The look that Betty gave Tommy might have made an angel weep—or sing. She folded the paper solemnly and handed it to him. Then silently but with one accord they hastened towards the Pogany dictionary to look up “inveterate.”

Betty lighted a lamp, and together they turned over the pages of the big book. Tommy put a greenish-yellow finger at the margin beside the word.

Long-established? It ain’t a year yet. Deep-rooted? Not on your tin-type!” he declared. “Obstinate? I shouldn’t call it obstinate, should you?”

“I don’t believe Rose could turn her eyes if it were obstinate,” Betty opined.

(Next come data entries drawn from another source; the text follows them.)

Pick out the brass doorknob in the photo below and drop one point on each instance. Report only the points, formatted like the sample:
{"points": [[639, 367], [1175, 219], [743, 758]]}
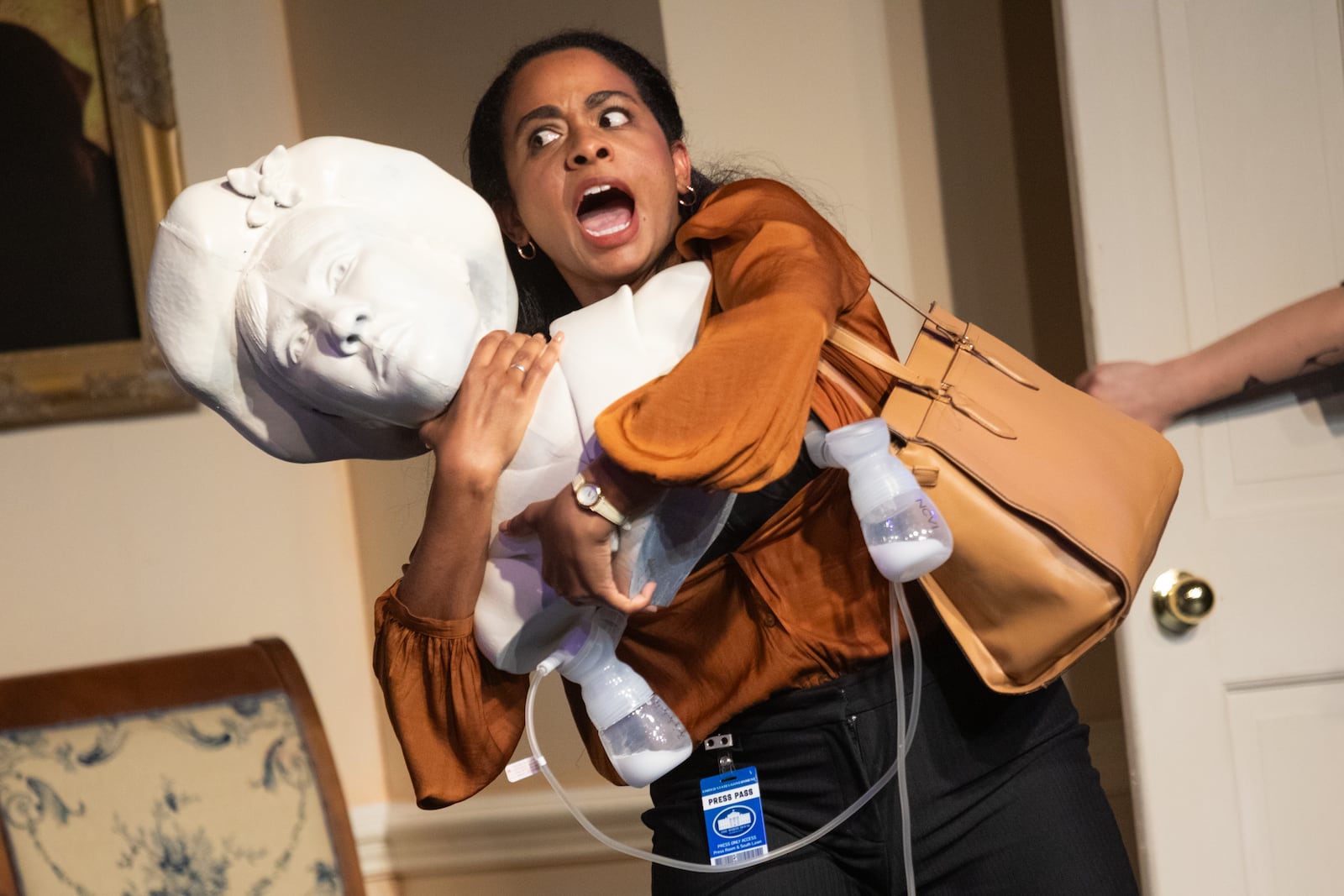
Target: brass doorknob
{"points": [[1182, 600]]}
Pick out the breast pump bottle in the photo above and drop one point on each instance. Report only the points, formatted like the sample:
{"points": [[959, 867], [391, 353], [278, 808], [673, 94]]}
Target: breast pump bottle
{"points": [[643, 736], [904, 530]]}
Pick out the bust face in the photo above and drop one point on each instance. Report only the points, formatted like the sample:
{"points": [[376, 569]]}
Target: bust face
{"points": [[362, 317]]}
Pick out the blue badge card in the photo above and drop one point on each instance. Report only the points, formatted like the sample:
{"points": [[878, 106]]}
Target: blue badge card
{"points": [[732, 817]]}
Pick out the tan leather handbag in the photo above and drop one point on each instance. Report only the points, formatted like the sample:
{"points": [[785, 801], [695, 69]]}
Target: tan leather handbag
{"points": [[1055, 500]]}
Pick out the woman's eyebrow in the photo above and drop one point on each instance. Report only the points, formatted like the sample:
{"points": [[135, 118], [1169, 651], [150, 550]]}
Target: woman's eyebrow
{"points": [[541, 112], [602, 96], [593, 101]]}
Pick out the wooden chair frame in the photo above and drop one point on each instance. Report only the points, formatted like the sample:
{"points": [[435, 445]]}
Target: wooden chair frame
{"points": [[183, 680]]}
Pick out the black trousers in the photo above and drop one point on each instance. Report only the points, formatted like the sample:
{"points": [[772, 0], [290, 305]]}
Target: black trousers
{"points": [[1003, 794]]}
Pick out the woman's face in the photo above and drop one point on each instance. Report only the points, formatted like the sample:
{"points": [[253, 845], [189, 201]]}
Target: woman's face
{"points": [[365, 322], [593, 177]]}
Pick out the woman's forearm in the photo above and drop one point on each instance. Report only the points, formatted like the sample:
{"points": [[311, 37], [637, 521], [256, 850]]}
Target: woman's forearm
{"points": [[1290, 342], [448, 566]]}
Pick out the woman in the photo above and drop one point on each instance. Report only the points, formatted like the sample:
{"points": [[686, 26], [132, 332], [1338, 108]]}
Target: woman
{"points": [[779, 637]]}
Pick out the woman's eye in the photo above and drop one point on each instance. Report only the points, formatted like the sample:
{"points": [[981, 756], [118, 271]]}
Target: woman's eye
{"points": [[299, 345], [338, 271], [542, 137]]}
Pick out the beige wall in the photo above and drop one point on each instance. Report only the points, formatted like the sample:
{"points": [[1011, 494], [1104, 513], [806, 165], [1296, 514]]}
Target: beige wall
{"points": [[158, 535], [811, 94]]}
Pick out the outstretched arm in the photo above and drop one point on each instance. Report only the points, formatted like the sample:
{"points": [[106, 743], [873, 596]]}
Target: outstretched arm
{"points": [[1299, 338], [474, 441]]}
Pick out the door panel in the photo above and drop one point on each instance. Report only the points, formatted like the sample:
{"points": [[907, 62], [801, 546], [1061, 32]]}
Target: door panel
{"points": [[1206, 152]]}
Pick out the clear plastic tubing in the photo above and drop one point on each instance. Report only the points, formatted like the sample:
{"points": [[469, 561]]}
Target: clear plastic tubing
{"points": [[905, 735]]}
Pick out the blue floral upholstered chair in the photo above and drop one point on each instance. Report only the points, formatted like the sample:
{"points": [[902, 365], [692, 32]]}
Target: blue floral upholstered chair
{"points": [[188, 775]]}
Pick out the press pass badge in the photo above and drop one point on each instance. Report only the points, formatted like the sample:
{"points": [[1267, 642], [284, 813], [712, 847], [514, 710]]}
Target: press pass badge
{"points": [[732, 817]]}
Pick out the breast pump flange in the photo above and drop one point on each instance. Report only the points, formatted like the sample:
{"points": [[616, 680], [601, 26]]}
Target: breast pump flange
{"points": [[906, 537], [900, 526]]}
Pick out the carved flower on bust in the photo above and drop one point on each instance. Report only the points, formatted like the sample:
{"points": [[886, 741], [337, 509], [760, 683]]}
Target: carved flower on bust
{"points": [[266, 181]]}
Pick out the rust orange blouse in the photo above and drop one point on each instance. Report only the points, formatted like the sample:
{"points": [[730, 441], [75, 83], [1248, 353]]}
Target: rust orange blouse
{"points": [[796, 605]]}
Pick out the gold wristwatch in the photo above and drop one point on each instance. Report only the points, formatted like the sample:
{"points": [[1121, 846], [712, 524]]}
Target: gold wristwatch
{"points": [[589, 496]]}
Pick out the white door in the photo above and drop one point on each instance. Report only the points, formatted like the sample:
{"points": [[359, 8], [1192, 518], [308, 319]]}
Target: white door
{"points": [[1207, 143]]}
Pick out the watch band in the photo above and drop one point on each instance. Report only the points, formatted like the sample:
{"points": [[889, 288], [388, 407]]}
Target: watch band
{"points": [[589, 495]]}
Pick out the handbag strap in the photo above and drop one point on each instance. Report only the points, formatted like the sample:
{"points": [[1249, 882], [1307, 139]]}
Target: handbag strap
{"points": [[850, 342]]}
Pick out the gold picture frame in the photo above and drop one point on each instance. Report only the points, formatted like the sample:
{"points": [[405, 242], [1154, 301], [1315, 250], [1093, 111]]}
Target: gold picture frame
{"points": [[118, 376]]}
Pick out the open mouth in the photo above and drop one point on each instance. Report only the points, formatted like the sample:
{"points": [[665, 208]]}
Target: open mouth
{"points": [[605, 210]]}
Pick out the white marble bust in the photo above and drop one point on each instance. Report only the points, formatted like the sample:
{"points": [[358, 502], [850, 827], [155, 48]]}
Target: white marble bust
{"points": [[326, 301]]}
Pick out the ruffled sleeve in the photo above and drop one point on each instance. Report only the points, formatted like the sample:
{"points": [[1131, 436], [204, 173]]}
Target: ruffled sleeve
{"points": [[732, 414], [456, 716]]}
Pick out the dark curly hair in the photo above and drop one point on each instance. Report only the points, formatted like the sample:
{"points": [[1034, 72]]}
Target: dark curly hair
{"points": [[543, 295]]}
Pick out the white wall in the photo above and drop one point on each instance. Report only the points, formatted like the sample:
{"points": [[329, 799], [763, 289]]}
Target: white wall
{"points": [[159, 535]]}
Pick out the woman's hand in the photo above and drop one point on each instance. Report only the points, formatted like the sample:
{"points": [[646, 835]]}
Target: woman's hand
{"points": [[1142, 391], [474, 441], [577, 553], [484, 425]]}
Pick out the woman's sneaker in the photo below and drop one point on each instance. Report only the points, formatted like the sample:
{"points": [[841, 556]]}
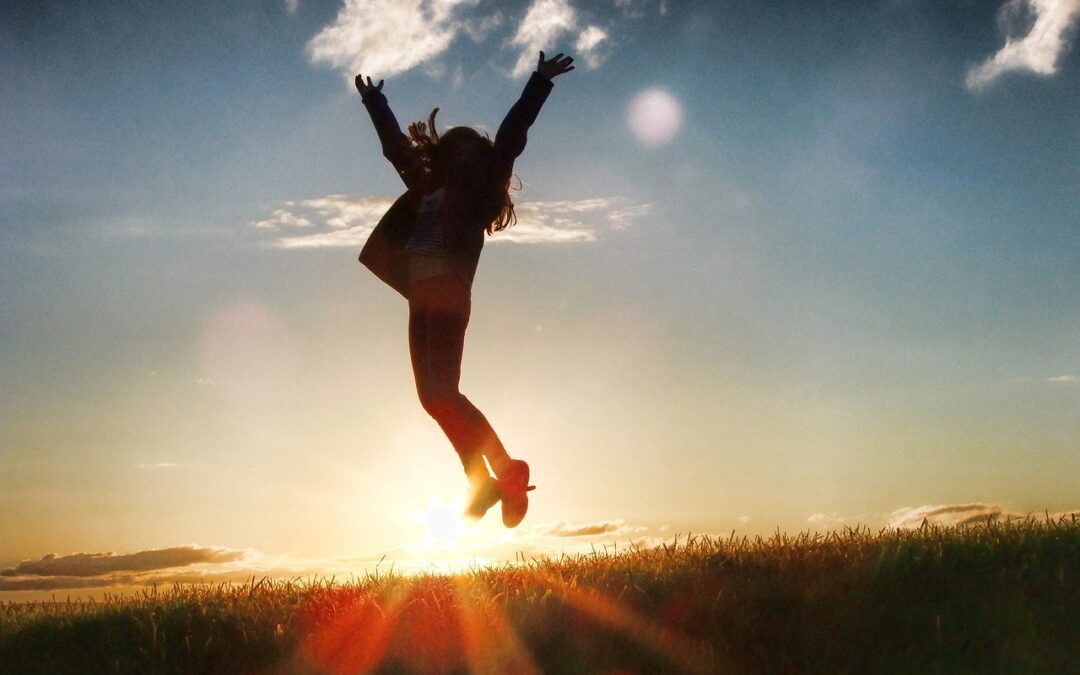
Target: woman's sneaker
{"points": [[483, 497], [514, 487]]}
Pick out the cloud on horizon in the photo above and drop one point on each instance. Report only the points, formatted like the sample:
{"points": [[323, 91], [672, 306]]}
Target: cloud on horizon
{"points": [[945, 515], [1049, 26], [562, 528], [341, 220], [193, 564], [97, 564], [383, 38]]}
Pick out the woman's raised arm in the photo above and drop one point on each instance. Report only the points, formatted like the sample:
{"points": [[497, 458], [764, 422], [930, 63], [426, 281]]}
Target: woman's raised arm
{"points": [[513, 133], [395, 145]]}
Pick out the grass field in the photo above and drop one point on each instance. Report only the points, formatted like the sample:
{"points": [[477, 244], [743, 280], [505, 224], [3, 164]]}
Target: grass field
{"points": [[989, 598]]}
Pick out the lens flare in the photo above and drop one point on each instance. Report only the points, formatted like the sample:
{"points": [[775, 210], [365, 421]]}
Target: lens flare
{"points": [[655, 117], [442, 524]]}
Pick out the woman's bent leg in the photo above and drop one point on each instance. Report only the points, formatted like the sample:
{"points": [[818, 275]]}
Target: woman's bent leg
{"points": [[437, 322]]}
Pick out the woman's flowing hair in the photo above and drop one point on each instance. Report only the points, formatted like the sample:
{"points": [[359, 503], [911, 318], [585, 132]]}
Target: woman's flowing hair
{"points": [[426, 139]]}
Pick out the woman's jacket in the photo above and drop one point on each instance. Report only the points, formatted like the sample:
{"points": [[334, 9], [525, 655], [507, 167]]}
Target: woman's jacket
{"points": [[467, 218]]}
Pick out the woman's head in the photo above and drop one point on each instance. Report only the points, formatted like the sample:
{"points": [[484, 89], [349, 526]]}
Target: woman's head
{"points": [[461, 150]]}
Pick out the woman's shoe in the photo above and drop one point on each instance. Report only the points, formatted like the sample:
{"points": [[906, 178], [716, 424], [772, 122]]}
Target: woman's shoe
{"points": [[483, 497], [514, 487]]}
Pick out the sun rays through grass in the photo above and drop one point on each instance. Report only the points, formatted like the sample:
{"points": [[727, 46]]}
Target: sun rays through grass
{"points": [[994, 596]]}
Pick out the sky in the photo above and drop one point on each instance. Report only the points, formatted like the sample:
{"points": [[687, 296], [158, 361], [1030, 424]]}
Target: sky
{"points": [[778, 266]]}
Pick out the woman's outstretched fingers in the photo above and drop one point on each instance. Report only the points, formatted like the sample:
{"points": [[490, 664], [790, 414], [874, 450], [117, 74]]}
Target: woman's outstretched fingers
{"points": [[367, 88], [555, 66]]}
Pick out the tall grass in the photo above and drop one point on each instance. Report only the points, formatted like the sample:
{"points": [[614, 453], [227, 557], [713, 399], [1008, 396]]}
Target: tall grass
{"points": [[993, 597]]}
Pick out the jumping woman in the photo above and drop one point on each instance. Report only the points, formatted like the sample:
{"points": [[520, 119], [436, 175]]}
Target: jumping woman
{"points": [[427, 247]]}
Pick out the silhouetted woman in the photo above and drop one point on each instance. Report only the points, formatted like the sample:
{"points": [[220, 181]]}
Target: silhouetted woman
{"points": [[427, 247]]}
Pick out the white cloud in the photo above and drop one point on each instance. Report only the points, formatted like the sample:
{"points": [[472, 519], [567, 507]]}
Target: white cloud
{"points": [[947, 515], [588, 41], [383, 38], [387, 37], [585, 529], [280, 218], [543, 23], [1039, 50], [1063, 379], [98, 564], [346, 221], [655, 117]]}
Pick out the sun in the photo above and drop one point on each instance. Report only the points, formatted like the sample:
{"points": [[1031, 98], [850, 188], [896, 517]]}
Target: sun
{"points": [[442, 524]]}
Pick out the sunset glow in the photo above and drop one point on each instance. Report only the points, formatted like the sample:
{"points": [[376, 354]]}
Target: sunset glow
{"points": [[793, 268]]}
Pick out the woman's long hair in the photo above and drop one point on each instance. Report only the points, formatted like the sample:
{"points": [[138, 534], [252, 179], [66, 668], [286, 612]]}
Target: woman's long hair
{"points": [[426, 139]]}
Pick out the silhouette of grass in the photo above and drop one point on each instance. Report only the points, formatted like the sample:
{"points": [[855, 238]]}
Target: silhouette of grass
{"points": [[993, 597]]}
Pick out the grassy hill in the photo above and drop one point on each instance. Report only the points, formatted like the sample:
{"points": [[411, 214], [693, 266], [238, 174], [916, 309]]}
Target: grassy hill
{"points": [[994, 597]]}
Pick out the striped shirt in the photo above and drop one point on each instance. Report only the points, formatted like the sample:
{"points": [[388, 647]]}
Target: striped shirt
{"points": [[428, 235]]}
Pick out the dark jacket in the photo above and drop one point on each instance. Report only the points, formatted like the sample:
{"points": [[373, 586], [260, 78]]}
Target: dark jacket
{"points": [[385, 251]]}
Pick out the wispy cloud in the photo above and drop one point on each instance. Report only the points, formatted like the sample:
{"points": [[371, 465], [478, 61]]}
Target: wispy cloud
{"points": [[562, 528], [961, 514], [1063, 379], [341, 220], [544, 22], [385, 38], [98, 564], [1039, 50]]}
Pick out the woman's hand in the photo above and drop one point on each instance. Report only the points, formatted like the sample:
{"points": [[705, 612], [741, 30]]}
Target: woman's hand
{"points": [[367, 89], [555, 66]]}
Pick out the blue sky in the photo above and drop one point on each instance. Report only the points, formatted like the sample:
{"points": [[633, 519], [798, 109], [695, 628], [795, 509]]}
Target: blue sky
{"points": [[841, 288]]}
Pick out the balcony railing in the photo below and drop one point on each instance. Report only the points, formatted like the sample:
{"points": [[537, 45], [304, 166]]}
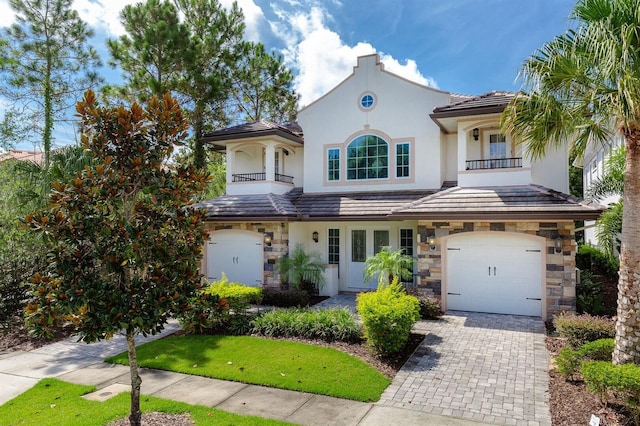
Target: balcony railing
{"points": [[256, 177], [497, 163]]}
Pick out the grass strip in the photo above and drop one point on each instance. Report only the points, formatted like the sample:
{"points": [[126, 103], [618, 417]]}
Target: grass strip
{"points": [[267, 362], [52, 402]]}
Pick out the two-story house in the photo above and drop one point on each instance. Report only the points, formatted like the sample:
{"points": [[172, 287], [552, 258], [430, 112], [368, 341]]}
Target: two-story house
{"points": [[382, 161]]}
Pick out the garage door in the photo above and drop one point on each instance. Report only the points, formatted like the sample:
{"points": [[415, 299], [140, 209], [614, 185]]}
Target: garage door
{"points": [[237, 254], [494, 272]]}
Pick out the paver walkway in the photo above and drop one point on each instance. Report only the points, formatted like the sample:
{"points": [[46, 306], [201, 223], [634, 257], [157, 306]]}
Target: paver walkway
{"points": [[485, 367]]}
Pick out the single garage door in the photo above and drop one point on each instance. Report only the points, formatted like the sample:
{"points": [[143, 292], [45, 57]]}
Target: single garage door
{"points": [[237, 254], [494, 272]]}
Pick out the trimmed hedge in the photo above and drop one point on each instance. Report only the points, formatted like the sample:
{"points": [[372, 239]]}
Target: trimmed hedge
{"points": [[388, 314], [568, 361], [580, 329], [323, 324]]}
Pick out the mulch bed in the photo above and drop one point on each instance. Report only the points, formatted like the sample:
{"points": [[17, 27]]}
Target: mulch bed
{"points": [[572, 404]]}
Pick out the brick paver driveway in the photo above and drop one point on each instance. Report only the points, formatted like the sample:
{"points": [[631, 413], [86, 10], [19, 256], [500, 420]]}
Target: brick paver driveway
{"points": [[486, 367]]}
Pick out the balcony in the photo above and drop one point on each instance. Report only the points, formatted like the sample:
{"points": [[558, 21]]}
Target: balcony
{"points": [[257, 177], [498, 163]]}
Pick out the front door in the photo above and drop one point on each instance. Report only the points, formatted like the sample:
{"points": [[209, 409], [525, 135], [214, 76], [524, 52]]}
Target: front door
{"points": [[363, 242]]}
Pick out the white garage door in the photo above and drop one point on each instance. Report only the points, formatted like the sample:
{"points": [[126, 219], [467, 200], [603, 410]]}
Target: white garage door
{"points": [[237, 254], [494, 272]]}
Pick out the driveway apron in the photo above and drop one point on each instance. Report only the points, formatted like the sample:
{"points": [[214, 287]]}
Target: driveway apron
{"points": [[486, 367]]}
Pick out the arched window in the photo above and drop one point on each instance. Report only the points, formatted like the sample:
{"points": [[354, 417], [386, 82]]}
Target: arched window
{"points": [[368, 158]]}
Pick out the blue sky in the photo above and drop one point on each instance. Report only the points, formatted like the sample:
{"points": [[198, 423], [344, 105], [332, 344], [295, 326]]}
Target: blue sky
{"points": [[461, 46]]}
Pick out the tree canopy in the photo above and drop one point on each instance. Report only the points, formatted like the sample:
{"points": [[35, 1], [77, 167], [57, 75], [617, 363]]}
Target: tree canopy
{"points": [[580, 88], [46, 63], [125, 248]]}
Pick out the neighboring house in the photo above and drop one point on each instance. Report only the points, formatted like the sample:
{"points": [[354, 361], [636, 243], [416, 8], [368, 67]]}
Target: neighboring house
{"points": [[382, 161], [593, 164]]}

“Nor they wouldn’t look as they do,” he added eagerly. “Obstinate is the very thing they ain’t. That’s sure enough.”

And Tommy began to dance wildly about the room. Impelled to join him, Betty remembered her aunt and held up a warning hand.

“Aunt Sarah will be down here in five minutes, Tommy,” she whispered, “so we can’t waste any time, though I was never so excited in my life. Let’s sit right here on the sofa and make our plans quick. When will we take Rose over to Millville? To-morrow?”

“Sure. That’s the last day Dr. Vandegrift’s there,” he said.

“O, Tommy!” cried Betty with tears in her shining eyes. “It’s all too beautiful. It seems more than I can bear. Just listen—everything is right. Aunt Sarah is going over to Greenmeadow to-morrow to spend the day. All I shall have to do will be to get father’s dinner. Then I’ll just ask him if I may spend the afternoon with Rose, and we’ll take her over.”

Tommy sprang suddenly from the sofa as if he had sat on a pin. And his expression was in accord.